Melissa Putman, MD, MS

Institution: Massachusetts General Hospital
Research: Investigating Diabetes Technologies in Cystic Fibrosis Related Diabetes and Other High Risk Diabetes Populations
Grants & Publications: Harvard Catalyst
Categories: MGH

Leveraging the large patient population with cystic fibrosis (CF) cared for by the MGH CF Center, the goal of this research program is to improve our understanding and treatment of CF-related diabetes (CFRD). CF is a life-shortening disease that causes progressive respiratory decline. People with CF are also at high risk of developing CFRD, which not only worsens their health but also adds substantial treatment burden and compromised quality of life. Our research has investigated diabetes technologies in CF to (1) overturn age-old teachings on the accuracy of glycemic measures, (2) improve approaches to screening and diagnosis, (3) redefine nutrition and how we measure it, (4) explore the safety and efficacy of novel insulin delivery devices in this unique form of diabetes, and (5) improve access for patients to these technologies. This program has also supported the career development of multiple fellows and junior investigators who have gone on to successful careers in academic medicine and industry, and a key focus of our research group is providing mentorship in diabetes research.
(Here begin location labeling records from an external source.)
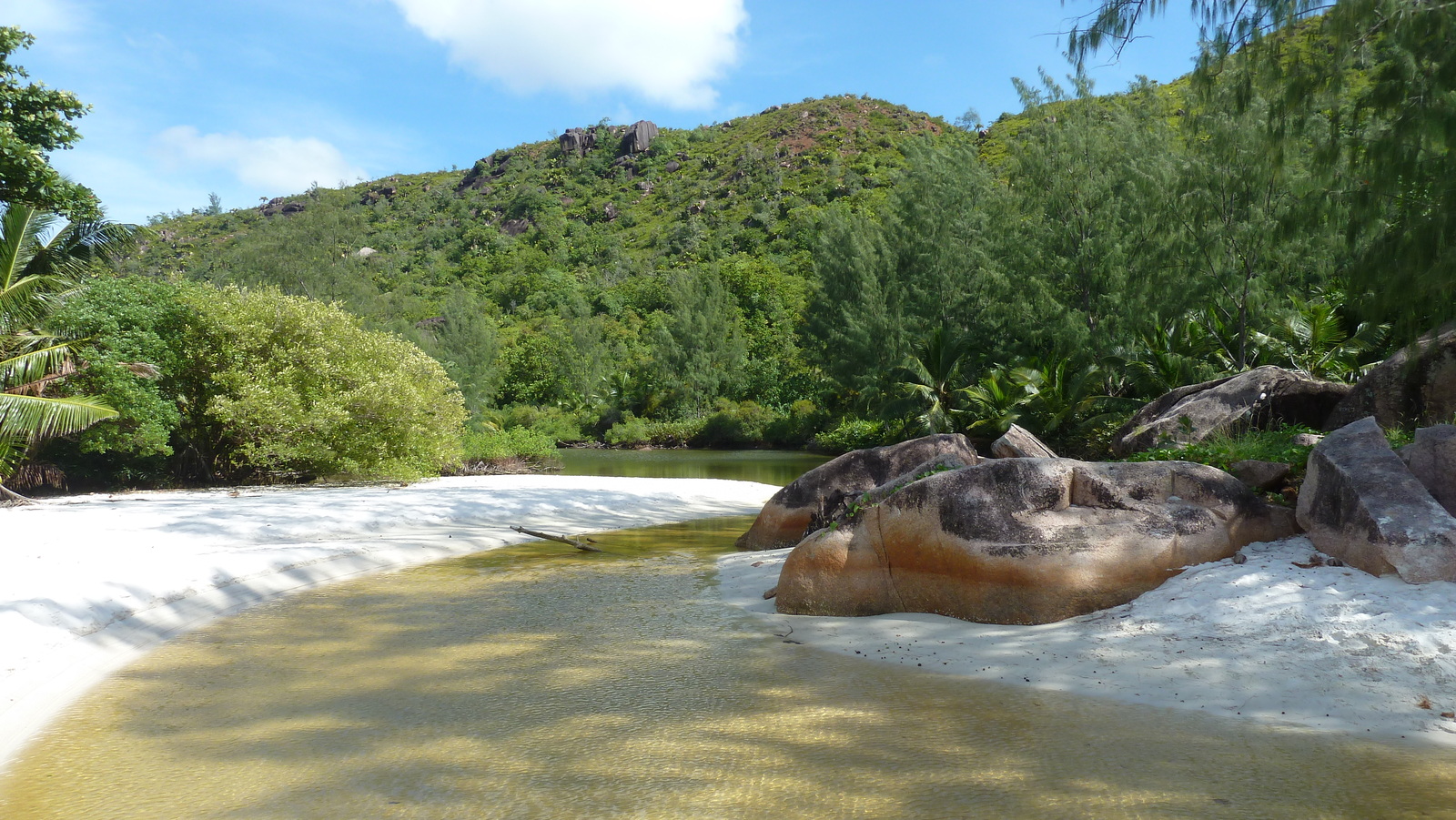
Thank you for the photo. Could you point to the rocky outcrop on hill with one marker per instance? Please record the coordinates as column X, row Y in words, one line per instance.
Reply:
column 1414, row 386
column 638, row 137
column 1361, row 504
column 1019, row 443
column 1259, row 398
column 280, row 206
column 815, row 497
column 484, row 171
column 577, row 142
column 1026, row 541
With funding from the NIDDK and the Cystic Fibrosis Foundation (CFF), we are currently investigating the application of diabetes technology to the screening, diagnosis, and treatment of CFRD as well as the impact of nutrition on glycemic control and clinical outcomes. Utilizing resources from the clinical research core led by Dr. Nathan, we recently completed a clinical study investigating the use of continuous glucose monitoring (CGM) in the diagnosis of CFRD, finding that average glucose derived from CGM correlates well with A1c. We are also exploring the use of continuous glucose monitoring to the screening and diagnosis of CFRD. Funded by the NIDDK and Cystic Fibrosis Foundation, we are leading a multicenter randomized clinical trial investigating the safety and efficacy of artificial pancreas technology (the iLet bionic pancreas) in children and adults with CFRD. We are also leading the Maternal and Fetal Outcomes in the Era of Modulators (MAYFLOWERS) CGM substudy, collecting comprehensive CGM data in pregnant women with CF throughout pregnancy at 30 CF Centers across the US, as well as the Strength and Muscle Related Outcomes for Nutrition and Lung Function in CF (STRONG-CF) investigating innovative measures of nutrition and sarcopenia in adults with CF at 25 CF Centers.
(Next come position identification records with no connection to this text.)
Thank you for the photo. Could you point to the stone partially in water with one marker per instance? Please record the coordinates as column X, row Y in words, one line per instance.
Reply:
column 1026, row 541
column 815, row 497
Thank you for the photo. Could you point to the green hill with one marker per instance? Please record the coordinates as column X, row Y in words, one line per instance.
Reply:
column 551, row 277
In addition to our focus on CFRD, we have also expanded our investigations to include other vulnerable and understudied diabetes populations, including pregnant women, those with insulin-requiring type 2 diabetes, and people with diabetes in rural regions who lack access to endocrinologists. In collaboration with BADERC investigator Dr. Camille Powe, we are planning clinical trials to adapt and investigate the safety and efficacy of the iLet bionic pancreas for the management of T1D and T2D during pregnancy, when tighter glycemic targets and dynamic insulin needs make management particularly challenging and high stakes. In addition, in collaboration with investigators in Family Medicine at the University of Colorado, we successfully completed a preliminary random-order clinical trial in 40 adults with T1D showing that the iLet bionic pancreas can be successfully deployed over telehealth in the primary care setting, and we now have funding from the Helmsley Charitable Trust to expand to a large multi-state randomized clinical trial enrolling people with type 1 and type 2 diabetes via telehealth in rural areas without endocrinology access, bringing this technology to under-served populations. We hope these studies will revolutionize how we care for our highest risk diabetes patients.